In the sweltering industrial corridors of the Texas Gulf Coast, a curious reversal of the energy trade is taking shape. For decades, the region’s economic logic was simple: extract hydrocarbons from the earth and burn them for profit. Now, the industry is betting that the reverse process, capturing those emissions and pumping them back underground, might be equally rewarding.
The latest evidence of this pivot is an agreement between ExxonMobil, an oil giant, and Calpine, a power generator. Exxon will store up to 2m metric tons of carbon dioxide annually from Calpine’s Baytown Energy Center. This deal brings Exxon’s total contracted volume in the region to 16m tons per year. It is a shift from corporate penance to "decarbonisation as a service." Exxon is putting its money where the pipes are, directing 65% of its low carbon investment toward helping third parties clean up their acts.
The math relies on a mix of chemistry and subsidies. The project aims to capture 95% of the facility’s emissions while providing enough power for 500,000 homes. Yet the real catalyst is the 45Q tax credit, which offers up to $85 per metric ton of stored carbon. By turning a waste product into a tradable credit, the American government has created a market where none existed.

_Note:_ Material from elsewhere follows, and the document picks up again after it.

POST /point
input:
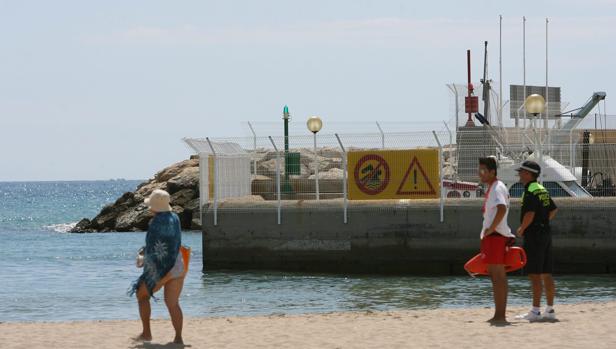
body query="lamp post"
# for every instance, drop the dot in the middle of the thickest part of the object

For Calpine, the attraction is longevity. As the world sours on fossil fuels, carbon capture offers a stay of execution for gas fired power plants. For Exxon, the strategy is one of scale. By utilizing the world’s largest carbon dioxide pipeline network, the company intends to generate $2bn in earnings growth by 2027.
Challenges remain. The Baytown project relies on $12.5m in federal funding and depends on a sluggish permitting process. "Full project execution remains contingent on regulatory permitting and supportive policy continuity," the companies note. If the political winds shift or the technology falters, these deep well dreams could remain expensive experiments. For now, however, the Gulf Coast is no longer just a source of fuel; it is becoming a giant, subterranean filing cabinet for the world’s unwanted carbon.